I want to increase my database performance. In a project, all tables went from int to bigint, which I think is a bad choice not only regarding storage, since int requires 4 bytes, and bigint requires 8 bytes;but also regarding performance.
So I created a small table with 10 millions entries, with a script in Python:
import uuid
rows=10000000
output='insert_description_bigint.sql'
f = open(output, 'w')
set_schema="SET search_path = norma;\n"
f.write(set_schema)
for i in range(1,rows):
    random_string=uuid.uuid4()
    query="insert into description_bigint (description_id, description) values (%d, '%s'); \n"
    f.write(query % (i,random_string))
And this is how I created my two tables:
-- BIGINT
DROP TABLE IF EXISTS description_bigint;
CREATE TABLE description_bigint
(
  description_id BIGINT PRIMARY KEY NOT NULL,
  description VARCHAR(200),
  constraint description_id_positive CHECK (description_id >= 0)
);
select count(1) from description_bigint;
select * from description_bigint;
select * from description_bigint where description_id = 9999999;
-- INT
DROP TABLE IF EXISTS description_int;
CREATE TABLE description_int
(
  description_id INT PRIMARY KEY NOT NULL,
  description VARCHAR(200),
  constraint description_id_positive CHECK (description_id >= 0)
);
After inserting all this data, I do a query for both tables, to measure the difference between them.
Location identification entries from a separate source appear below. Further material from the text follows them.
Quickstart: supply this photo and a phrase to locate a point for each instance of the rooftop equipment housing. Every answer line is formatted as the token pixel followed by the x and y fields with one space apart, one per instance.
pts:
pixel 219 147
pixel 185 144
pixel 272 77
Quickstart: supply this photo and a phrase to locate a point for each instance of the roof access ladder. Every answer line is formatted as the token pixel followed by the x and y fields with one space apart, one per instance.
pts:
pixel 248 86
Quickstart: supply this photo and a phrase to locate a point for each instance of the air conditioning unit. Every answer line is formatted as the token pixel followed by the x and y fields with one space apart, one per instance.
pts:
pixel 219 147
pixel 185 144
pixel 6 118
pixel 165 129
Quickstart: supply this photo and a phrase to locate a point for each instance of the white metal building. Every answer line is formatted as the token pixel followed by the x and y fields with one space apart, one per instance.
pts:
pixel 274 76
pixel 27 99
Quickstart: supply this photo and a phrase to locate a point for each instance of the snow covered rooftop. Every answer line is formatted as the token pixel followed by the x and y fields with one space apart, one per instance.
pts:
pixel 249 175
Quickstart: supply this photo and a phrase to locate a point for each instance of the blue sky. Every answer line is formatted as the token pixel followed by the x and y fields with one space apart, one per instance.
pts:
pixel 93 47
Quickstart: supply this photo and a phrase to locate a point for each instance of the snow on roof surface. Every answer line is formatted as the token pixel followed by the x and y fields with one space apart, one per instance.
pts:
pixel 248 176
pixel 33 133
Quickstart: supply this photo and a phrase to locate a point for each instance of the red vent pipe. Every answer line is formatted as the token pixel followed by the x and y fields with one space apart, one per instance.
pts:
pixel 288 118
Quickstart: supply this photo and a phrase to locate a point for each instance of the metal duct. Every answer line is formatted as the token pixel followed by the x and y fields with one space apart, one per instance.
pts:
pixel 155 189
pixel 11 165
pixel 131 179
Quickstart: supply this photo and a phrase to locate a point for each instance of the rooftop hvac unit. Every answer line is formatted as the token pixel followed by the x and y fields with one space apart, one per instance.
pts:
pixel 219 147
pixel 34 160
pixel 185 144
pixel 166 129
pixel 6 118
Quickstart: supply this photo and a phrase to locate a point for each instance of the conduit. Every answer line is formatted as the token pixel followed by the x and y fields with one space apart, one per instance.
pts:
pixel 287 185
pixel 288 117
And for my surprise they both have the same performance:
select * from description_bigint; -- 11m55s
select * from description_int; -- 11m55s
Am I doing something wrong with my benchmark ? Shouldn't int be faster than bigint ? Especially, when the primary key is by definition an index which means, to create an index for bigint would be slower than create an index for int, with the same amount of data, right ?
I know that is not just a small thing that will make a huge impact regarding performance on my database, but I want to ensure that we are using the best practices and focused into performance here.